Ci sono due livelli nel film che s’incontrano, senza combaciare mai fino in fondo.
Il primo è quello di un quotidiano convenzionale: le due famiglie, i rapporti tra i rispettivi coniugi, ma soprattutto la donna, coscienza del film, che racconta la storia e insieme la sua vicenda amorosa, banale, perché lineare, senza sottofondi, veri contrasti.
Il secondo livello è la storia d’amore, l’amore che diventa cieca passione, gelosia, delitto. Noi vediamo un rapporto di attrazione psico-fisica, anzi più fisica che psichica. Perché si amano? Perché non sono riusciti a stare insieme? Perché ancora non ci riescono? Il film non scopre, mostra, ma poco motiva. Perché i due amanti non hanno parole.

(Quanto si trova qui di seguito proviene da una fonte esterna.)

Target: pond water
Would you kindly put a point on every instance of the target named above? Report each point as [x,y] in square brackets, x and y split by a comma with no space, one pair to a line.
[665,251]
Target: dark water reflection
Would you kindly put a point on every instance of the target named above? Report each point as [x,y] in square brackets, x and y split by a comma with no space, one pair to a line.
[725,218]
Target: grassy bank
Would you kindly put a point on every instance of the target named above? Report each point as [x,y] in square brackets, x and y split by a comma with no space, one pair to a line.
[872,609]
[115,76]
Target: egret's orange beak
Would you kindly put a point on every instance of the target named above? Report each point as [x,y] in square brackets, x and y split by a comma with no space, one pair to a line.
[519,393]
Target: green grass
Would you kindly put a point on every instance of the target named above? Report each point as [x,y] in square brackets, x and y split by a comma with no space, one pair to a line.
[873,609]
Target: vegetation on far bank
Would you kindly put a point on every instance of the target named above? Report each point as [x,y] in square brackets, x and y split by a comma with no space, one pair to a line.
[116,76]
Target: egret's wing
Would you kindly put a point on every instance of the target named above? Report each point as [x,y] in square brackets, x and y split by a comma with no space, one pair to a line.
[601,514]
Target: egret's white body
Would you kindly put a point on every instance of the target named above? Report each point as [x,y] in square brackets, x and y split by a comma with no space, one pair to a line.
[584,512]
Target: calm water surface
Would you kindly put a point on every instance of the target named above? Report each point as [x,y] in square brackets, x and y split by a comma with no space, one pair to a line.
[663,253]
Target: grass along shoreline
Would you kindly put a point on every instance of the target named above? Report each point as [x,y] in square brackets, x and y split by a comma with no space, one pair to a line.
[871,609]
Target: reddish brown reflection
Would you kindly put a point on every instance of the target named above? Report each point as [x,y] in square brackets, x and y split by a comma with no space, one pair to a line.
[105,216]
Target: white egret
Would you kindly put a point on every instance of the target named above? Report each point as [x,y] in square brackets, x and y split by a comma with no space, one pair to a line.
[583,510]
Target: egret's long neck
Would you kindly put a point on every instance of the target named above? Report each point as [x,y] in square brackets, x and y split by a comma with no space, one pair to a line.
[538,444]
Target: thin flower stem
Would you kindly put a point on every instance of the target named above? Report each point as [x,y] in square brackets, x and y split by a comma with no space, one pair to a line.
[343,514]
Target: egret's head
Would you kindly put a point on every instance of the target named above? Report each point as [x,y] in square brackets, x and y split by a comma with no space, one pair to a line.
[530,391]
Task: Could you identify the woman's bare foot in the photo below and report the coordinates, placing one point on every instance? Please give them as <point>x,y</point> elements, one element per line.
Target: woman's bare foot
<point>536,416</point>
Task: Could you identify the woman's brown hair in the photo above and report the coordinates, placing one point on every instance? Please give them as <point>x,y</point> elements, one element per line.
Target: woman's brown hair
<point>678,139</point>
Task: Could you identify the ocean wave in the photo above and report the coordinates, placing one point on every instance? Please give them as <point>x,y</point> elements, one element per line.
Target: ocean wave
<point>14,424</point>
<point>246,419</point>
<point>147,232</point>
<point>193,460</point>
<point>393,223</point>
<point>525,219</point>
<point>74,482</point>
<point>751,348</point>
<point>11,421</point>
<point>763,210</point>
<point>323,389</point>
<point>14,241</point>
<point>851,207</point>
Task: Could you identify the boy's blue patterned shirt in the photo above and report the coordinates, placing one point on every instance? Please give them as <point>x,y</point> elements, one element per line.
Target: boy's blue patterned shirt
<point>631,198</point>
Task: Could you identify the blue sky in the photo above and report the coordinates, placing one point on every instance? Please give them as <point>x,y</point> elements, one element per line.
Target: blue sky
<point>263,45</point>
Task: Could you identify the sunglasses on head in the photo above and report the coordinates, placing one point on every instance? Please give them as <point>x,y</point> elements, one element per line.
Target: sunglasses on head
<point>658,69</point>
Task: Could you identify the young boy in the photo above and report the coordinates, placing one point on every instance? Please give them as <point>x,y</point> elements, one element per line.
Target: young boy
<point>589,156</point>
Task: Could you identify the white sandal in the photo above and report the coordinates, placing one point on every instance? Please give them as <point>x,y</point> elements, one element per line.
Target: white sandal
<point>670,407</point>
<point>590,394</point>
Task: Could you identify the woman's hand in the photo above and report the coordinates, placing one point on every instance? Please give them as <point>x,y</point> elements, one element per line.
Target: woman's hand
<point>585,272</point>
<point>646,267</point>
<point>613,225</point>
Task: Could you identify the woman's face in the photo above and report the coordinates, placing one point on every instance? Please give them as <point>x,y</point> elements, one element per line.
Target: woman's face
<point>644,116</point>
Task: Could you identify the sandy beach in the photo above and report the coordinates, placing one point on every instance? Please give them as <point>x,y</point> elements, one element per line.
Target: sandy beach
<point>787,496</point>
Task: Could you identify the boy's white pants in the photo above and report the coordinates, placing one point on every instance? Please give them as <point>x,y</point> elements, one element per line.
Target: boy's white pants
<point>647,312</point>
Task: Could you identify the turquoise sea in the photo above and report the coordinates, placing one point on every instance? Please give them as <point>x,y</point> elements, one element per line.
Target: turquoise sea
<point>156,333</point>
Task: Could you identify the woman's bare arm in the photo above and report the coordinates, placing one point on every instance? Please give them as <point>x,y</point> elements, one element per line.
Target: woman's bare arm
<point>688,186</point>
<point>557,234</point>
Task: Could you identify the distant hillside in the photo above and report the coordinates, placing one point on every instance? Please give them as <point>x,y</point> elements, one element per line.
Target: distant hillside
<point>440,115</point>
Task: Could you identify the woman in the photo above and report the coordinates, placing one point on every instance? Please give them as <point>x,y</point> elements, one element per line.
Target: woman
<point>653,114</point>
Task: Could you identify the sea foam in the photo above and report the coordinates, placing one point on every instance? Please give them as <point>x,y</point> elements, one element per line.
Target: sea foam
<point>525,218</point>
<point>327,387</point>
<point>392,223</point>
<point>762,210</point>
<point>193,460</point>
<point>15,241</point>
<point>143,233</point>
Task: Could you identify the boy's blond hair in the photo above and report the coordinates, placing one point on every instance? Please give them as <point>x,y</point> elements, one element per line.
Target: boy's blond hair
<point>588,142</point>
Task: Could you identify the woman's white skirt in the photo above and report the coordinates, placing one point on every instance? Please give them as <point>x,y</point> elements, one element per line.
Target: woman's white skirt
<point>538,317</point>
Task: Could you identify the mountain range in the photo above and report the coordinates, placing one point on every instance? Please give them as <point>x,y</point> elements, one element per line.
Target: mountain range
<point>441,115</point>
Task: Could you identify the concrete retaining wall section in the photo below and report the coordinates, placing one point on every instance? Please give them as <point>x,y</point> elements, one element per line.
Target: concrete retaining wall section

Perché le loro parole sono superflue.
Però funziona la chimica della relazione con sequenze intense (per esempio quando lui sbarroccia dalla gelosia, la prende a schiaffi di fronte al marito e a tutti gli invitati) e primissimi intensi piani, soprattutto di Fanny Ardant.
Questo è il pregio del film: presentare una coppia di amanti ordinari, che diventano stra-ordinari per la visceralità dei loro sentimenti; e nello stesso tempo ne è anche il limite, perché protagonisti non hanno la grandezza per poter diventare metafora dell’amour fou, considerando anche la banale storia d’amore simmetrica, rappresentata dall’io narrante.
Fanny Ardant e Gerard Depardieu hanno sia il fisico del ruolo che la verità dei personaggi.
La signora della porta accanto di François Truffaut. Con Henri Garcin, Fanny Ardant, Gérard Depardieu, Roger Van Hool, Veronique Silver. Titolo originale La femme d’à côté. Durata 106 min. – Francia 1981.